Ce nouveau chapitre comporte trois nouveaux articles :
- article D.525-1 : définition des catégories « Substances perfluoroalkylées et polyfluoroalkylées » ; « Textile » et « Mise sur le marché » ;
- article D.525-2 : désignation des produits bénéficiant de l’exception prévue au 3° du I de l’article L. 524-1 du code de l’environnement (équipements de protection individuelle)
- article D.525-3 : désignation des produits bénéficiant de l’exception prévue au II de l’article L. 524-1 du code de l’environnement (produits textiles)
- article D.525-4 : détermination du seuil en dessous duquel l’interdiction de PFAS ne s’applique pas
A. La création de nouvelles définitions
Le projet de nouvel article D. 525-1 du code de l’environnement comporte les trois nouvelles définitions suivantes :
- « Substances perfluoroalkylées et polyfluoroalkylées » : toute substance contenant au moins un atome de carbone méthyle (CF3-) ou méthylène (-CF2-) entièrement fluoré, sans atomes d’hydrogène, de chlore, de brome ou d’iode rattaché.
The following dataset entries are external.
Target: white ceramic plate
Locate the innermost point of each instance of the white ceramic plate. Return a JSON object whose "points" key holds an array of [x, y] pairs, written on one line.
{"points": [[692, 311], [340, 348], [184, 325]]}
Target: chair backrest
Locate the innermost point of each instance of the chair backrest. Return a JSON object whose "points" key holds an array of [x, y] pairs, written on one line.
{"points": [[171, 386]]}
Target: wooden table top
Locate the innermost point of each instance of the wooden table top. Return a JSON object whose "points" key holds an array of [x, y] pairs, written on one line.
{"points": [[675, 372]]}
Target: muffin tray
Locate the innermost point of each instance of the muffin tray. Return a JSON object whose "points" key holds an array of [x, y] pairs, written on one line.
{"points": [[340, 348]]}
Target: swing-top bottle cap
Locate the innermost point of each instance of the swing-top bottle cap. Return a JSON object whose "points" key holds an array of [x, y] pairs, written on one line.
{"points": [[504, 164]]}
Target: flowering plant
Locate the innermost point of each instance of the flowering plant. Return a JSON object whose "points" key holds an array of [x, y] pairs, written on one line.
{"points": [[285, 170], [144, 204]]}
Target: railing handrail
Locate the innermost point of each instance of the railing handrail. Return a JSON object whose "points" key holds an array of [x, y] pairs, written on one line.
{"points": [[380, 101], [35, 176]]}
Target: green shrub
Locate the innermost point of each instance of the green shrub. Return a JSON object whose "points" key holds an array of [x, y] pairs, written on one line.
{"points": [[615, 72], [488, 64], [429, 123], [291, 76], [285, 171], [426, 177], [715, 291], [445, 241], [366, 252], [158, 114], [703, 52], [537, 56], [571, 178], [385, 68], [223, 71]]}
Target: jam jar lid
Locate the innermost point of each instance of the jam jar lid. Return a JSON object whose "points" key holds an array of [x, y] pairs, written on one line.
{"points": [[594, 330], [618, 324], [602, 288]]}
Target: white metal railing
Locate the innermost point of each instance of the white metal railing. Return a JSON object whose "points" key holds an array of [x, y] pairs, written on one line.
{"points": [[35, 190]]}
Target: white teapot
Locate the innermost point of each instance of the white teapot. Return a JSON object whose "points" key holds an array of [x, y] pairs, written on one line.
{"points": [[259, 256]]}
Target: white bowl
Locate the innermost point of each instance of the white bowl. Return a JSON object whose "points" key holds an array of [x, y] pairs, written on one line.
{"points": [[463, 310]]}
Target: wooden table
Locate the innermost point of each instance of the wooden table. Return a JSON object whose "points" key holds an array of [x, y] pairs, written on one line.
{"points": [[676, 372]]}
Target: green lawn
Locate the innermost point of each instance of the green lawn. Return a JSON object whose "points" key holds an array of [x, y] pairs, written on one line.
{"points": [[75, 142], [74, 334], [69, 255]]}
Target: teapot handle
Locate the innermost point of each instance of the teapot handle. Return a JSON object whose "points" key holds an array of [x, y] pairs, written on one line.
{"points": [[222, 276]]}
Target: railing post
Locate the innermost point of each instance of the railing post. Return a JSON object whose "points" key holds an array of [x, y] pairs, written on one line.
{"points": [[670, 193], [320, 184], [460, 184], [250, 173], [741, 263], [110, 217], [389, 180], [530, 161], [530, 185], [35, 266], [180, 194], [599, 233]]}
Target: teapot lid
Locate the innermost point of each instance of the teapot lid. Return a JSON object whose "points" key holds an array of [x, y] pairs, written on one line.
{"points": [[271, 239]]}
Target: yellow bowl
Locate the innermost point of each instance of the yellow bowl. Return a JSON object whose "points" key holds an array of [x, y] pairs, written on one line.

- « Textile » : tout produit qui, à l’état brut, semi-ouvré, ouvré, semi-manufacturé, manufacturé, semi-confectionné ou confectionné, est exclusivement composé de fibres textiles, quel que soit le procédé de mélange ou d’assemblage mis en œuvre, tel que défini au 1.a) de l’article 3 du règlement UE 1007/2011 du Parlement européen et du Conseil du 27 septembre 2011.
- « Mise sur le marché » le fait de fournir un produit ou de le mettre à la disposition d’un tiers, à titre onéreux ou non. Toute importation est assimilée à une mise sur le marché. »
A noter : ces trois définitions ne sont en principe valables que pour l’application du chapitre V précité. Reste qu’il sera bien entendu tentant de les utiliser aussi, par travail d’analogie, pour l’interprétation d’autres normes, telles que celles applicables aux filières de responsabilité élargie du producteur (REP).
B. La précision du contenu des exonérations d’interdiction
1. La précision du contenu de l’exonération d’interdiction pour les équipements de protection individuelle
Pour mémoire, l’article L. 524-1 I du code de l’environnement, dans sa rédaction issue de la loi n° 2025-188 du 27 février 2025 interdit, à compter du 1er janvier 2026, la fabrication, l’importation, l’exportation et la mise sur le marché à titre onéreux ou gratuit de :
- Tout produit cosmétique contenant des substances perfluoroalkylées et polyfluoroalkylées ;
- Tout produit de fart contenant des substances perfluoroalkylées et polyfluoroalkylées ;
- Tout produit textile d’habillement, toute chaussure et tous agents imperméabilisants de produits textiles d’habillement et de chaussures destinés aux consommateurs contenant des substances perfluoroalkylées et polyfluoroalkylées, à l’exception des textiles d’habillement et des chaussures qui sont conçus pour la protection et la sécurité des personnes, notamment dans l’accomplissement des missions de défense nationale ou de sécurité civile, et dont la liste est précisée par décret.
Le projet de décret ici commenté prévoit la création au sein du code de l’environnement d’un nouvel article D. 525-2 qui a pour objet d’identifier les produits bénéficiant de l’exception prévue au 3° du I de l’article L. 524-1 précité. Aux termes de cet article D.525-2 il s’agira des produits suivants :
- Les équipements de protection individuelle relevant du règlement (UE) 2016/425, ainsi que les équipements de protection individuelle destinés aux forces armées, de sécurité intérieure et de sécurité civile ;
- Les agents imperméabilisants destinés à la réimperméabilisation des équipements de protection individuelle visés aux 1°. »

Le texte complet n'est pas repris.